EU leaders to gather on May 23 amid growing storm



BERLIN // The European Union announced yesterday it would meet on May 23 to mend a widening rift on how to rescue the euro after Sunday's elections in France and Greece fuelled market fears that the debt crisis is about to erupt again.

The meeting of leaders of the bloc's 27 states could set the stage for a first clash between Angela Merkel, the German chancellor, and France's new socialist president, Francois Hollande, who has demanded a softening of Germany's plan to impose strict austerity.

The informal dinner is to lay the groundwork for another meeting on June 28 and 29, when leaders are to focus on job creation.

Investors continued to sell European shares and the euro yesterday, shaken by the prospect of a Franco-German rift and by political turmoil in Greece, where a leftist party opposed to the international bailout is trying to form a government.

The main stock-market index in Athens fell 4.5 per cent, for a nearly 11 per cent slide in two days. France's main indext, the CAC-40, fell almost 2 per cent.

Germany piled more pressure on Greece and France, with aides to Ms Merkel saying Greece cannot expect to receive any more aid if it refused to reform, and warning Mr Hollande that abandoning austerity was doomed to fail.

"The French economy and the country's finances remain in a precarious position," said Peter Altmaier, the parliamentary whip for Mrs Merkel's conservative Christian Democratic Union (CDU) party.

"Any country that attempts through higher deficits ... to run a supply-driven policy will run afoul of the markets very quickly and see its interest rates rise," he added. "There simply isn't any wiggle room."

Wolfgang Schaeuble, the German finance minister, said Mr Hollande's call to renegotiate the EU's fiscal pact to cut deficits "makes no sense", and that agreements could not be reopened whenever individual member states held elections.

"That is why I think we will convince the new French president," Mr Schaeuble said. "We have clear agreements in Europe."

Mrs Merkel, who openly backed the departing French president Nicolas Sarkozy in the election campaign, said on Monday that the fiscal pact was not negotiable and invited Mr Hollande to Berlin for talks. He is expected to meet her during his first foreign visit as president shortly after his inauguration on May 15.

In Greece, the Radical Left Coalition party, which was lifted into second place on Sunday by voters incensed at the deep cuts imposed in return for international aid, set about trying to form a working government yesterday.

But Alexis Tsipras, the Radical Left leader, was widely expected to fail to find sufficient backing from the range of small parties elected into parliament.

This raised the prospect of a new election in June and more weeks of political limbo.

Mr Tsipras said yesterday that Greece's commitment to austerity was no longer valid. "There is no way we will sneak back in again what the Greek people threw out" in the election, he said.

On Monday, Antonis Samaras, the leader of Greece's largest party, the conservative New Democracy, tried first to form a coalition but admitted defeat within hours after rejections from several party leaders.

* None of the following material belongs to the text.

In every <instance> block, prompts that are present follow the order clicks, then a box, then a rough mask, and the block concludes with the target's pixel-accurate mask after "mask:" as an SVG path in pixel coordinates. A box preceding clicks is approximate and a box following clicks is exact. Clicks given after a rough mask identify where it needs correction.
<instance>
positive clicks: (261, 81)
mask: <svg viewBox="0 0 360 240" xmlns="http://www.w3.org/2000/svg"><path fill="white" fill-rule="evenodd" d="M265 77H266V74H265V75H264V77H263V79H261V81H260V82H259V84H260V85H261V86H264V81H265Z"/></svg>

Greek voters punished the two main parties that backed the €130-billion (Dh621.46bn) bailout package with the IMF and the EU, and any new Greek government is likely to try to renegotiate the deal - or simply refuse to implement the agreed cutbacks.

In Germany, talk resurfaced of a Greek exit from the euro zone. Gerda Hasselfeldt, the parliamentary floor leader for the Bavarian wing of the CDU, said Greece could only stay in the currency if it delivered the budget cuts attached to the bailout package.

"Aid can only be granted if the conditions are fulfilled. If a country isn't able or willing to meet the conditions, one has to think about if it can remain in the euro zone."

Germany's increasingly strident tone reflects its mounting isolation in Europe. Mr Hollande's election has given leaders of struggling southern European countries a powerful new ally in their drive to halt German-led austerity that has tipped them into recession.

In a telephone call with Mr Hollande on Sunday night, the Italian prime minister Mario Monti promised to cooperate on refocusing European policy towards growth.

Even the IMF, which co-arranged the bailout packages, has shifted its tone. Its managing director, Christine Lagarde, warned in a speech in Zurich on Monday that overly aggressive polices could backfire.

In a sign that the IMF could give leeway to countries that failed to meet their fiscal targets due to an economic slowdown, she said: "If growth is worse than expected, they should stick to announced fiscal measures, rather than announced fiscal targets. In other words, they should not fight any fall in tax revenues or rise in spending caused solely because the economy weakens."